Detroit aims to file a restructuring plan by the end of 2013, earlier than a date previously proposed by the federal bankruptcy judge overseeing the case, an attorney for the city said during Friday's hearing.
Detroit's proposed filing date would be much sooner than the March 1, 2014 date proposed by U.S. Bankruptcy Judge Steven Rhodes earlier this week.
"Our view is that time is our enemy," said David Heiman, an attorney with Jones Day, the law firm representing the city. "The facts are not going to change, no matter how long we wait . So we aim to file a plan by the end of the year."
Heiman also told the judge that Detroit is continuing talks with its creditors, but "significant difficulties" make a deal hard to reach.
He added that Detroit held talks with the city's unsecured creditors last week and has scheduled more for Friday and next week.
On Tuesday, Judge Rhodes proposed Oct. 23 for the start of a trial on potential objections to Detroit's eligibility to file for Chapter 9 bankruptcy.
If the court does determine the city qualifies for bankruptcy, Detroit would have until March 1, 2014 to file a reorganization plan, according to Judge Rhodes' schedule.
That timeline is more ambitious in some areas than the one proposed by Detroit's Emergency Manager Kevyn Orr after he filed the city's bankruptcy petition on July 18.
During Friday's hearing, Rhodes was expected to lay out a roadmap for the biggest Chapter 9 municipal bankruptcy filing in U.S. history. Detroit must prove it is insolvent and has negotiated in good faith with creditors owed more than $18 billion before Rhodes would allow the city to file a reorganization plan that the judge must then approve.

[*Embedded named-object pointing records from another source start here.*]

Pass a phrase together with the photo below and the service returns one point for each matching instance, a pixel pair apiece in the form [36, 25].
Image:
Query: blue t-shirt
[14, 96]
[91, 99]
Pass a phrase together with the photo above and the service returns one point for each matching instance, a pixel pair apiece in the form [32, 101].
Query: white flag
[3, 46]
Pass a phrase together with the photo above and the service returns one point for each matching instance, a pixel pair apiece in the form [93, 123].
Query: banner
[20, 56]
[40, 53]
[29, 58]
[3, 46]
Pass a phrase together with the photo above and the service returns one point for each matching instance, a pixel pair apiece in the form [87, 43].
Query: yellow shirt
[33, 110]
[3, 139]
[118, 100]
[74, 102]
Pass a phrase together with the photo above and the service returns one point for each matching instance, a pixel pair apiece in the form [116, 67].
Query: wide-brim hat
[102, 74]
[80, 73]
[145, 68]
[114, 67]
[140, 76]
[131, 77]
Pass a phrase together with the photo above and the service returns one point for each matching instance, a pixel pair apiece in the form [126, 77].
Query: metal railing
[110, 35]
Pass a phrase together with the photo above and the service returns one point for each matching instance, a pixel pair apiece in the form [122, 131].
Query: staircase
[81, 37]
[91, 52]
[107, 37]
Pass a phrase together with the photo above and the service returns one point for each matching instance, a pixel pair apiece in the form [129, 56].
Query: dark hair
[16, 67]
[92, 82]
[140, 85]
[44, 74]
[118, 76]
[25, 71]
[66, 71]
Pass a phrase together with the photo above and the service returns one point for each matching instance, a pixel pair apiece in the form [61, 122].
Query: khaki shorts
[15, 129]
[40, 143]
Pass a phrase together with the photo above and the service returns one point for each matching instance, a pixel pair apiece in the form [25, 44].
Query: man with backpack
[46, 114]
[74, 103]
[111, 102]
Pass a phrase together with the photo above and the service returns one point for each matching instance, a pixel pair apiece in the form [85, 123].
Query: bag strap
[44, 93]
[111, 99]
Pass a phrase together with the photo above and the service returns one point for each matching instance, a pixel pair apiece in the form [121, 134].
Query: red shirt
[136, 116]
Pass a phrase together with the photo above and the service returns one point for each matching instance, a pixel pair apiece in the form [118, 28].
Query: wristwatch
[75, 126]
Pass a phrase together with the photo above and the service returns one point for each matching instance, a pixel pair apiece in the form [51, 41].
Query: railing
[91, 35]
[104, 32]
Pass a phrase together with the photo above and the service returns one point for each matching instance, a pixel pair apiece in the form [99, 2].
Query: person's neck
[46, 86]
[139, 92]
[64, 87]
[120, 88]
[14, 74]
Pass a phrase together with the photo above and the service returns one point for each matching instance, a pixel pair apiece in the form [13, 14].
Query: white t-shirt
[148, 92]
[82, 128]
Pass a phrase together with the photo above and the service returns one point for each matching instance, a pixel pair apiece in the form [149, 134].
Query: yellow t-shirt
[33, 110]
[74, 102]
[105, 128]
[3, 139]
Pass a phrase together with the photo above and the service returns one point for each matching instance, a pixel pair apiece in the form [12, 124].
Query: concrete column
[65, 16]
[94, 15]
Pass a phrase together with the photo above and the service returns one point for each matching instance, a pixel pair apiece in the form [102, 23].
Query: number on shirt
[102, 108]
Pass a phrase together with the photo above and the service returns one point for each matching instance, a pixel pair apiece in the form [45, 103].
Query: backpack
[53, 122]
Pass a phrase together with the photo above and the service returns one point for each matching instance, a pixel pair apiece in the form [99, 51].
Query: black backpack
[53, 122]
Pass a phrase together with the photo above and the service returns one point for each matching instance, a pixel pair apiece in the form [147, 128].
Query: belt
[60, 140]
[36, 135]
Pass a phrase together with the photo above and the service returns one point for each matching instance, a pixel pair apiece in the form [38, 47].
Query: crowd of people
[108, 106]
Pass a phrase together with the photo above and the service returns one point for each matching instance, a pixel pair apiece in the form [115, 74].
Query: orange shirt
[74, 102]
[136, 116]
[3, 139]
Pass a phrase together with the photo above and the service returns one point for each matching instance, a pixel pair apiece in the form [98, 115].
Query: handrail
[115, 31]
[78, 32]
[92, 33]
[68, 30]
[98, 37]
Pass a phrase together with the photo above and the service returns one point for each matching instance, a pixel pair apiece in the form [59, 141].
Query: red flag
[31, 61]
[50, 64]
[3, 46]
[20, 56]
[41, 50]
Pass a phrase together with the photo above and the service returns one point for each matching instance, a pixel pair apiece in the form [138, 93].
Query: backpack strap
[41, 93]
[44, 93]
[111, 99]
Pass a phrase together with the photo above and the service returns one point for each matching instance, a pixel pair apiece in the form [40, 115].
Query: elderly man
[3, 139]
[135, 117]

Friday's court session is a key step in Orr's effort to see the city emerge from the largest U.S. municipal bankruptcy filing in history by September 2014.
In a court filing on Thursday, Detroit released a list of creditors including current, former and retired workers, that filled 3,504 pages. Prominent among them are bondholders and pension funds.

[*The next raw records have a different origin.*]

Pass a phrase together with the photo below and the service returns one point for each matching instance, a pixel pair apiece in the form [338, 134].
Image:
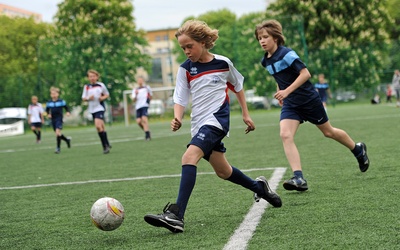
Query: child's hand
[175, 124]
[250, 125]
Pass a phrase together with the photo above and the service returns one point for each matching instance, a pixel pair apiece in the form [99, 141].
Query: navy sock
[106, 138]
[239, 178]
[298, 174]
[103, 142]
[357, 150]
[188, 179]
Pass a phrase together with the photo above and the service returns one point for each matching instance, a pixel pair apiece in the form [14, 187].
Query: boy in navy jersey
[95, 93]
[35, 117]
[142, 96]
[206, 78]
[323, 90]
[299, 100]
[54, 110]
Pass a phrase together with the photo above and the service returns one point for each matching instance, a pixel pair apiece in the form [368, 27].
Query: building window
[156, 71]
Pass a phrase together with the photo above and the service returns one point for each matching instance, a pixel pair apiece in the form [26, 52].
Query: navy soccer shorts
[36, 124]
[208, 139]
[313, 112]
[98, 115]
[57, 123]
[142, 112]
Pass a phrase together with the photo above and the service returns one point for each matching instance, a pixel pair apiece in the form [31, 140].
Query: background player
[95, 93]
[299, 100]
[206, 78]
[54, 110]
[142, 96]
[35, 117]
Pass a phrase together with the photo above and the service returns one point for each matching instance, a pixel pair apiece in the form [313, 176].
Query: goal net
[160, 104]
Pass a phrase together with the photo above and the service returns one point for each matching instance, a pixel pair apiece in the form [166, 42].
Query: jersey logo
[215, 79]
[193, 70]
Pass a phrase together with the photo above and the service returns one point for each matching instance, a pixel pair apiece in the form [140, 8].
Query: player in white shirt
[95, 93]
[206, 78]
[142, 96]
[35, 117]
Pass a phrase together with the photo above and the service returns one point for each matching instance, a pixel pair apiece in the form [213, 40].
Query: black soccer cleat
[106, 150]
[295, 183]
[168, 219]
[363, 160]
[68, 141]
[270, 196]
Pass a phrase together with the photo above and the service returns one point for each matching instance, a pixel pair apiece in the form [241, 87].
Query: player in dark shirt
[299, 100]
[54, 110]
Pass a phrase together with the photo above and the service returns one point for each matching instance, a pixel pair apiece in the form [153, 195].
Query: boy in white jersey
[206, 77]
[142, 96]
[95, 93]
[35, 117]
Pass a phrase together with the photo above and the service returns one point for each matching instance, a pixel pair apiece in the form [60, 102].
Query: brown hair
[55, 89]
[94, 72]
[273, 28]
[199, 31]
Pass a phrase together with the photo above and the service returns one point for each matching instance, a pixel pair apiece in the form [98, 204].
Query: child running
[299, 100]
[35, 117]
[95, 93]
[206, 78]
[54, 110]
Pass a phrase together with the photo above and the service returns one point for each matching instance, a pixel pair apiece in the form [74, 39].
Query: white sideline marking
[120, 179]
[244, 232]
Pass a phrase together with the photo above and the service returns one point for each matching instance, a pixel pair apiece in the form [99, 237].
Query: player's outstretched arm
[245, 112]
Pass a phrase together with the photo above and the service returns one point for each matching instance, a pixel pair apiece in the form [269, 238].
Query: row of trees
[354, 42]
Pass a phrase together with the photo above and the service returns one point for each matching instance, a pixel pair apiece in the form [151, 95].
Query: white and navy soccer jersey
[285, 66]
[143, 95]
[55, 108]
[322, 89]
[97, 89]
[35, 111]
[208, 84]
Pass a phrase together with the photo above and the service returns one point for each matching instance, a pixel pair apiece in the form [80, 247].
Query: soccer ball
[107, 214]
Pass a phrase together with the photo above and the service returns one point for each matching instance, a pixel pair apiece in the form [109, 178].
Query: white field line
[116, 180]
[243, 234]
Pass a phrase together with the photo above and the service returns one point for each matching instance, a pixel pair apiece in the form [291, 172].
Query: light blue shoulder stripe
[283, 64]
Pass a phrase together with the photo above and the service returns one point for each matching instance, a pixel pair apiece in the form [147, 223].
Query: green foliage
[18, 59]
[93, 34]
[347, 38]
[343, 209]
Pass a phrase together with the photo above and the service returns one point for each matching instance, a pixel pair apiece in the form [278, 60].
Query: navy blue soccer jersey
[55, 108]
[285, 66]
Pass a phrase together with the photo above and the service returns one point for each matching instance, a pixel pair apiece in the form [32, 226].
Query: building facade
[164, 65]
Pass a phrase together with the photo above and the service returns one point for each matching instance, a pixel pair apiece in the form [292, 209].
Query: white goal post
[163, 93]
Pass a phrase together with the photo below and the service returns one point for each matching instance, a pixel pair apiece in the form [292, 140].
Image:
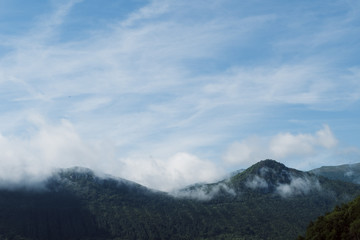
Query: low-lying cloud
[204, 192]
[47, 147]
[283, 183]
[298, 186]
[282, 147]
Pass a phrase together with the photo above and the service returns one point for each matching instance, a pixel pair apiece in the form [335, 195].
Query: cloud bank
[154, 91]
[283, 146]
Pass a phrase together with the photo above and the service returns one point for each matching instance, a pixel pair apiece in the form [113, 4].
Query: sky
[169, 93]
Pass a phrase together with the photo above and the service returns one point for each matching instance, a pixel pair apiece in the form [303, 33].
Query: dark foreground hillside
[266, 201]
[343, 223]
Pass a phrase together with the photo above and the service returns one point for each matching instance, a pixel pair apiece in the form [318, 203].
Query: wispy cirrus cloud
[185, 77]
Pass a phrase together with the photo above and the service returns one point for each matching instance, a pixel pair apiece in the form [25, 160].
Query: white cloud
[49, 147]
[282, 147]
[298, 186]
[287, 144]
[204, 192]
[179, 170]
[180, 77]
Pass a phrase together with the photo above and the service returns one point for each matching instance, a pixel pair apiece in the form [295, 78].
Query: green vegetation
[343, 223]
[266, 201]
[345, 173]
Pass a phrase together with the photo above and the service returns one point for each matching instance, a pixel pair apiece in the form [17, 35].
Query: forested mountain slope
[342, 223]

A group of about 20 protesters outside the federal courthouse on Friday held signs and chanted, "hands off our pensions" and "make the banks pay."

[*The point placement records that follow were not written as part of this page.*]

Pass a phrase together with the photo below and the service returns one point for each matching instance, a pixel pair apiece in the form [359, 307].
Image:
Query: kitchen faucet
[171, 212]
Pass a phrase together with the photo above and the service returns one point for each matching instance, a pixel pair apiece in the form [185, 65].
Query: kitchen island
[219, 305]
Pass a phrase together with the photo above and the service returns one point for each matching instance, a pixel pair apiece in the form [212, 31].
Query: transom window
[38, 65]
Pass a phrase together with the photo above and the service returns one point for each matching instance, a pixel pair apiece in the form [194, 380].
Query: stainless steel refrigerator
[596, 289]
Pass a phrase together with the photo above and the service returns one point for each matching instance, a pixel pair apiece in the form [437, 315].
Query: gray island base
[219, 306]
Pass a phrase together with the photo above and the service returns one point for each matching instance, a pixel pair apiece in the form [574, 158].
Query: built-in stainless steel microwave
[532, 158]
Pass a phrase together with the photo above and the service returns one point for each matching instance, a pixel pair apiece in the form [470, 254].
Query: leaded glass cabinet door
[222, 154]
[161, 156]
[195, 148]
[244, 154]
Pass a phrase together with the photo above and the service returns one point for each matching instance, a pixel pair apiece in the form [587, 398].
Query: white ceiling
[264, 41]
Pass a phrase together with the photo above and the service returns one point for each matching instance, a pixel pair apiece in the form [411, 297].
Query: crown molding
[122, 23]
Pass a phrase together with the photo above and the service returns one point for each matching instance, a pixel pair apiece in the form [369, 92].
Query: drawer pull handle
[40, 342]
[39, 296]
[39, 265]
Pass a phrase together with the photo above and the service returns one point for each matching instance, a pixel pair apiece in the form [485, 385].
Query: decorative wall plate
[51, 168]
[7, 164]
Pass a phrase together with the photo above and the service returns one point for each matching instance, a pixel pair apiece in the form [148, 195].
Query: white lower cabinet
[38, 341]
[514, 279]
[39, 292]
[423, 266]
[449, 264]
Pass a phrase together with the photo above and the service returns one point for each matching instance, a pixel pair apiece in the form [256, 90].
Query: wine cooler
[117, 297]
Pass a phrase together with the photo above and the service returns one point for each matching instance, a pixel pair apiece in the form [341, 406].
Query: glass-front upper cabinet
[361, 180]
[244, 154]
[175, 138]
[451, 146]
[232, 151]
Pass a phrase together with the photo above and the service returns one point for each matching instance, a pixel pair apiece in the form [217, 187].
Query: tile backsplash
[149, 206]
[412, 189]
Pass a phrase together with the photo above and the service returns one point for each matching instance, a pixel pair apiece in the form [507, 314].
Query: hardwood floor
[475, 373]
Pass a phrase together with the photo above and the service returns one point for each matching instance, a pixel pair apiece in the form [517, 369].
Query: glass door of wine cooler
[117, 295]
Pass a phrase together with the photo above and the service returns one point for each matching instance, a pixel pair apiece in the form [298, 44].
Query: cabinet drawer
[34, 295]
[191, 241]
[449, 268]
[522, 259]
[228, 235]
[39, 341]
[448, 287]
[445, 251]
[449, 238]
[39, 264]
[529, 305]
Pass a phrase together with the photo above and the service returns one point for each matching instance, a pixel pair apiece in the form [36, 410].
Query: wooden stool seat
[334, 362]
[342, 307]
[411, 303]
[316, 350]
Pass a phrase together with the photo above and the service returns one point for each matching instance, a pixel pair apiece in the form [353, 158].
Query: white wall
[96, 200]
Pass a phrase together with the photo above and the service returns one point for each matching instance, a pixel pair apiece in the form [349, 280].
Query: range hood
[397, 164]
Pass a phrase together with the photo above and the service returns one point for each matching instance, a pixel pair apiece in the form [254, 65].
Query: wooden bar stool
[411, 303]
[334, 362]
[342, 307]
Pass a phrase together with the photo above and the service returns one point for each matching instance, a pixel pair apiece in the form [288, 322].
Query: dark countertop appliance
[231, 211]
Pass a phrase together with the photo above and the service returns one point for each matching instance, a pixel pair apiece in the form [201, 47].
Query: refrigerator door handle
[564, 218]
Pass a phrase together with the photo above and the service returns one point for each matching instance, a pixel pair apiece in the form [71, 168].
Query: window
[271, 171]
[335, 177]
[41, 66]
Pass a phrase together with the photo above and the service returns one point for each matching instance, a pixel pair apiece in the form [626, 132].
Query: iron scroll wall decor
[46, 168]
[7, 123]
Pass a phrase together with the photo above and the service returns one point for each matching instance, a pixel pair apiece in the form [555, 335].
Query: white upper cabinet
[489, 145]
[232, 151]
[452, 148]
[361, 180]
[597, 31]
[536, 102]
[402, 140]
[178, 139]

Detroit workers, retirees and pension funds have already tried to derail the bankruptcy petition in state court on Michigan constitutional grounds. But Rhodes last week suspended their lawsuits, putting his court in full control of the case.
(Read more: If Detroit cuts pensions, will your city be next?)
But even if Rhodes' schedule is adopted, the deadlines may not be set in stone, according to Jim Spiotto, a municipal bankruptcy expert at law firm Chapman and Cutler in Chicago.
(Read more: How your city might pay for Detroit's money mess)
"If people don't agree and become contentious it takes longer," he said.
The schedules put forward by Orr and Rhodes would have Detroit moving through bankruptcy court more quickly than Stockton, California, which took nearly a year to pass through the eligibility phase alone. Detroit's debt load dwarfs that of Stockton, which listed liabilities of around $1 billion when it filed in June 2012.
On Friday, Rhodes was expected to address the court's "limited role" in a Chapter 9 bankruptcy. Unlike corporate bankruptcies under Chapter 11, a judge overseeing a municipal bankruptcy case cannot order the liquidation of assets. Nor can a judge order fee or tax hikes to satisfy debts.